We do not believe that the Argentinian Navidad mine will ever pan out given the Federal governments RIGI (Régimen de Incentivo para-Grandes Inversiones) did not move the public support needle even amongst a failing Argentinian economy. PAAS has been sitting on the land since 2009, and its carrying value is quickly winding down to below $200 million.
In Mexico, the previous president Andrés Manuel López Obrador had pushed forward initiatives to ban open-pit mining in the country. However, the new president Claudia Sheinbaum has opposed the ban. La Colorada is a subterranean mine, and La Colorada Skarn would also be subterranean. In the short term there would be little impact if a measure was adopted, though it would set the stage for further environmental restrictions on mining.
Financials
For the first 9 months of 2024, combined PAAS revenues grew 21.7% year over year with operating margin expanding 990bps to 13.8%. Most of the growth in revenue and margin outside of the silver segment’s 2.2% increase in production was due to record high realizations.
If prices return to more normalized levels, we expect that the La Colorada ventilation expansion should keep per unit profit up in the silver segment. For the full year 2024, PAAS expects sustaining capital to be $302.5 million at the midpoint, up 4.9% year over year, with expansion project capital to be $82.5 million, down 12.7%.

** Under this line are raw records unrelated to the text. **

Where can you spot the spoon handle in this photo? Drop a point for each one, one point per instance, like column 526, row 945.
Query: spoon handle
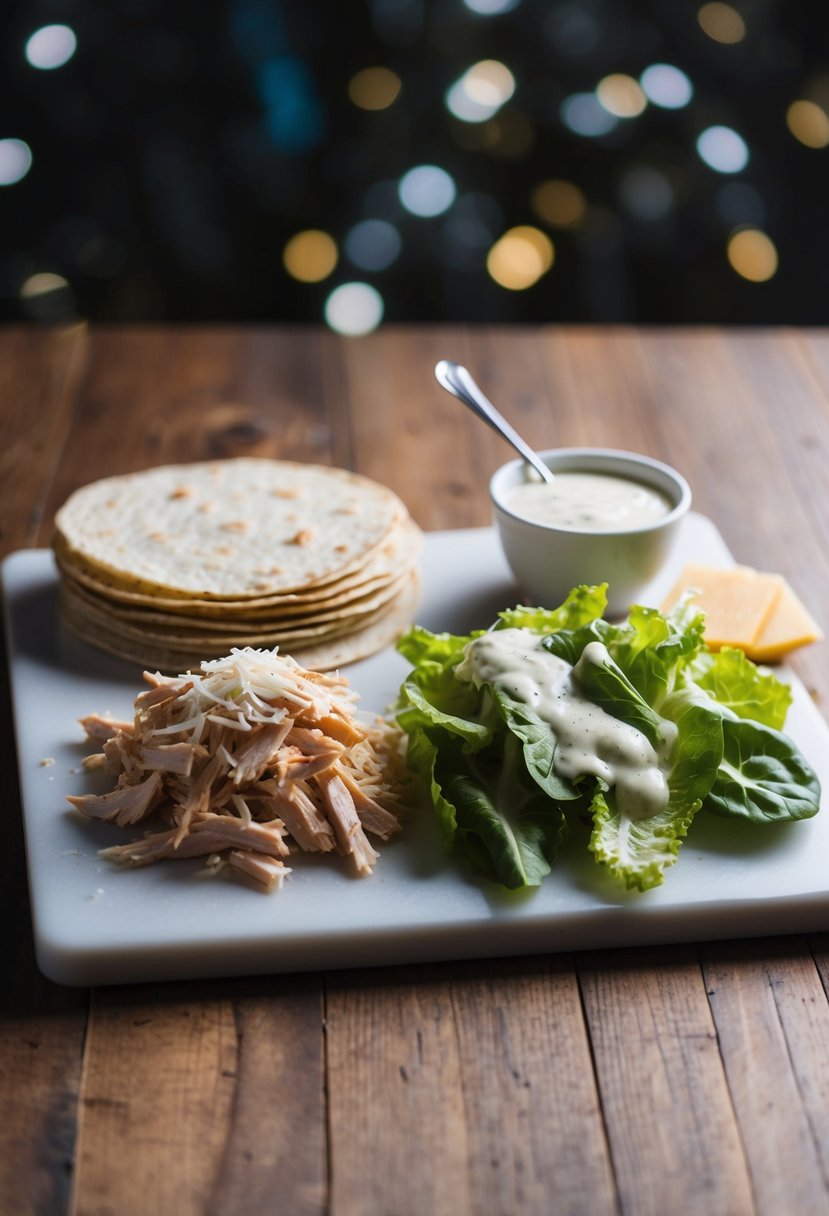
column 457, row 381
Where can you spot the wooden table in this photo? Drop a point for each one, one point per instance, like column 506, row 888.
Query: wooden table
column 672, row 1080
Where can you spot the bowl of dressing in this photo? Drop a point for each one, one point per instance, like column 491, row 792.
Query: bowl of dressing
column 607, row 517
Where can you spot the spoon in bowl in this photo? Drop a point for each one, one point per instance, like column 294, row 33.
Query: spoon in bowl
column 457, row 381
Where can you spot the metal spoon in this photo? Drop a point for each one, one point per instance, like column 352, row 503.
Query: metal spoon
column 457, row 381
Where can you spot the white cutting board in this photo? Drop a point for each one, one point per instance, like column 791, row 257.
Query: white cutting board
column 96, row 924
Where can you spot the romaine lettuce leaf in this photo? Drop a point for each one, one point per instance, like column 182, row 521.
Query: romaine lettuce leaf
column 584, row 604
column 638, row 850
column 488, row 761
column 762, row 776
column 739, row 685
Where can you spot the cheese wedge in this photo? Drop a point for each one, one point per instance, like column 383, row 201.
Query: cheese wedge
column 789, row 625
column 750, row 609
column 737, row 602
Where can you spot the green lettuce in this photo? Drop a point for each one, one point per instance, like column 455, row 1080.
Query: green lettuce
column 486, row 759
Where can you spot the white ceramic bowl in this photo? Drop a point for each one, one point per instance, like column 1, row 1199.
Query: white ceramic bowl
column 548, row 561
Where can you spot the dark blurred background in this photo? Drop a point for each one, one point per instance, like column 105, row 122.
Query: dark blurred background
column 415, row 159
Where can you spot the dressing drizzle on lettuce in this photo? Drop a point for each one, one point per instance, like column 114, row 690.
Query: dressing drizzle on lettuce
column 491, row 756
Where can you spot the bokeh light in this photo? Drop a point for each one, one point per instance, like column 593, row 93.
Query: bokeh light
column 753, row 255
column 490, row 7
column 520, row 257
column 666, row 86
column 808, row 123
column 559, row 203
column 50, row 48
column 585, row 116
column 372, row 245
column 354, row 309
column 621, row 95
column 48, row 297
column 721, row 22
column 374, row 88
column 480, row 91
column 41, row 283
column 310, row 255
column 723, row 150
column 15, row 161
column 427, row 190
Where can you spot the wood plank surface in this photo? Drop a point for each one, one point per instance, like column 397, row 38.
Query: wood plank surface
column 475, row 1085
column 683, row 1080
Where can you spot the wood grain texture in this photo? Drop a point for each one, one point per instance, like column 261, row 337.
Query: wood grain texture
column 41, row 1026
column 672, row 1131
column 677, row 1080
column 472, row 1085
column 39, row 375
column 209, row 1095
column 772, row 1022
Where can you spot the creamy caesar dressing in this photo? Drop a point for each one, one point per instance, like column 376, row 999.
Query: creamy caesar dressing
column 591, row 742
column 588, row 502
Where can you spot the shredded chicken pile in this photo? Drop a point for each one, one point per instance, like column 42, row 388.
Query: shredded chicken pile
column 242, row 758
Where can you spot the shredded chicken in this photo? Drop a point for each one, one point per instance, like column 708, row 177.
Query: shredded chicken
column 243, row 759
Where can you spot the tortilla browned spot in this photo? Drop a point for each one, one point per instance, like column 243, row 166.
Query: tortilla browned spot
column 184, row 562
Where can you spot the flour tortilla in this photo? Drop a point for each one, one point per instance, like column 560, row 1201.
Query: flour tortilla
column 322, row 656
column 226, row 529
column 161, row 628
column 398, row 552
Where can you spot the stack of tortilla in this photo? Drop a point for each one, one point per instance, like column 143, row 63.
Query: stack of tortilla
column 180, row 563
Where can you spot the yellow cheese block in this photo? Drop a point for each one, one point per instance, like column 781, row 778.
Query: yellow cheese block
column 746, row 608
column 789, row 625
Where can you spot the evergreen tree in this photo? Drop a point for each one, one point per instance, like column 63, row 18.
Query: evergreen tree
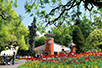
column 78, row 39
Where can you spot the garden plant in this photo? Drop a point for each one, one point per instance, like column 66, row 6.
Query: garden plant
column 91, row 59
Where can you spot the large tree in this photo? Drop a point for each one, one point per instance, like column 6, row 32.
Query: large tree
column 78, row 39
column 12, row 31
column 60, row 10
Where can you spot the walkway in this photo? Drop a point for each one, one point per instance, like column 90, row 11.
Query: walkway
column 17, row 63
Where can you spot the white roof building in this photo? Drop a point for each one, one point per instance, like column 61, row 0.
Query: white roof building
column 57, row 48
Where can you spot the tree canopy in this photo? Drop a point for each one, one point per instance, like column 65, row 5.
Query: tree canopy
column 60, row 10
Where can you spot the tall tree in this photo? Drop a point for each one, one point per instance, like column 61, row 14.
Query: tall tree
column 78, row 39
column 12, row 31
column 60, row 10
column 32, row 36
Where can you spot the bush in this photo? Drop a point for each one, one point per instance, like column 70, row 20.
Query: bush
column 94, row 40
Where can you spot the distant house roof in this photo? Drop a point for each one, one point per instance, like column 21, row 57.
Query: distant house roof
column 57, row 48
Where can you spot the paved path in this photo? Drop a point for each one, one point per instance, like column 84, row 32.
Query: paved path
column 17, row 63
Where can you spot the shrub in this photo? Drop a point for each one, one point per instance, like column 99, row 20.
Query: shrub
column 94, row 40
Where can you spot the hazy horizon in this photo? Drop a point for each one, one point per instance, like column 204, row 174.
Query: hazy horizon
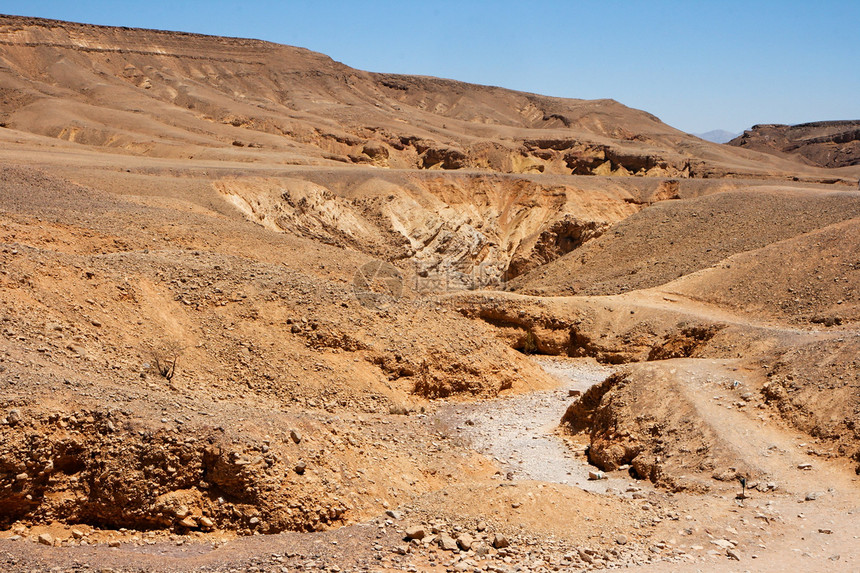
column 697, row 67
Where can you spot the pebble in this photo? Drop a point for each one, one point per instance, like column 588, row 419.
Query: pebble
column 416, row 532
column 500, row 541
column 14, row 417
column 447, row 543
column 732, row 554
column 465, row 541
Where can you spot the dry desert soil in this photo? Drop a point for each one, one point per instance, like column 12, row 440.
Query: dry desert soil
column 260, row 311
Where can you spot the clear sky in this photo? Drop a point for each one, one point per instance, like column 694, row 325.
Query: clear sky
column 696, row 64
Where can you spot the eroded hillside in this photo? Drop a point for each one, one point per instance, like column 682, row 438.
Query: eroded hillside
column 247, row 290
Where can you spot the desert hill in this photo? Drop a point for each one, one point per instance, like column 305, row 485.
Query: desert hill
column 821, row 143
column 260, row 310
column 162, row 94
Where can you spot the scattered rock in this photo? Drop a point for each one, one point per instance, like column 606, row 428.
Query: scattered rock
column 14, row 417
column 732, row 554
column 416, row 532
column 447, row 543
column 500, row 541
column 465, row 541
column 188, row 522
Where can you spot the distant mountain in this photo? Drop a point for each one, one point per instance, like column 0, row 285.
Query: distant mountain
column 821, row 143
column 717, row 135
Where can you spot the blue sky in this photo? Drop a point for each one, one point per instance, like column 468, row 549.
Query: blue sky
column 696, row 64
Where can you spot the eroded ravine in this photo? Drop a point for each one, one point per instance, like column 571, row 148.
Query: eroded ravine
column 521, row 433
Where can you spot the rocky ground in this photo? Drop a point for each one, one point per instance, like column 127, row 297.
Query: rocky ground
column 263, row 312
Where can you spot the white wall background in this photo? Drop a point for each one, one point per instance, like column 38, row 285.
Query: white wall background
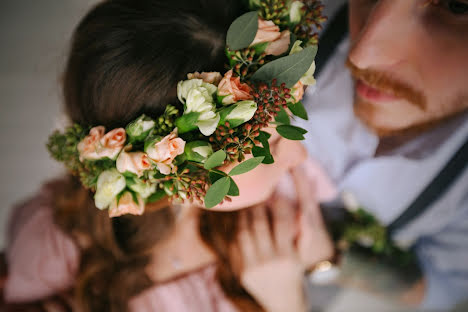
column 33, row 44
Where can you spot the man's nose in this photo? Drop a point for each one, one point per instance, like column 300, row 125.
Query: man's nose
column 384, row 39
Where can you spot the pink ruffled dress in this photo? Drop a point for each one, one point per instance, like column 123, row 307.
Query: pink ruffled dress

Currently, we do not expect management to engage in acquisitions over the short term. During the earnings call for the quarter ending September 2024, management stated that it is not interested in smaller scale operations and noted that valuations are at cyclical highs given the robust pricing environment. Based on the existing profile of divestitures, PAAS would likely only consider an acquisition in the gold space if it exceeded 80 Koz of production annually.
Capital allocation is primarily focused on keeping the debt below 1.0x gross debt to EBITDA. Currently, total debt is $839.2 million, or 1.2x. Thanks to the divestitures it has undertaken during the year, PAAS’s cash position for the year ending December 2024 was $887.3 million. The second capital priority is expansionary spending, which as previously discussed, will likely come in the form of mine improvements and organic development at La Colorada Skarn.
The final priority is the dividend and shareholder return. PAAS pays a base dividend of $0.10 per share quarterly, with a variable component based on cash net of debt. For the year ending December 2024, this figure was $48.1 million. On top of the dividend, management has been authorized to repurchase up to 5% of outstanding shares.
Conclusion
Record realizations have boosted cash position to fully net out debt, and thus it is possible that PAAS pays a variable dividend in the second part of 2025 providing high prices continue to prevail. We expect the continued supply shortfall in silver to provide a secular boost to the bottom line, along with improvements at the La Colorada mine giving company-level benefits. For gold, we believe that there are strong secular tailwinds driven by economic uncertainty that should keep realizations high.
Overall, PAAS is a good choice for investors seeking higher exposure to silver while maintaining the balance sheet stability of a gold miner.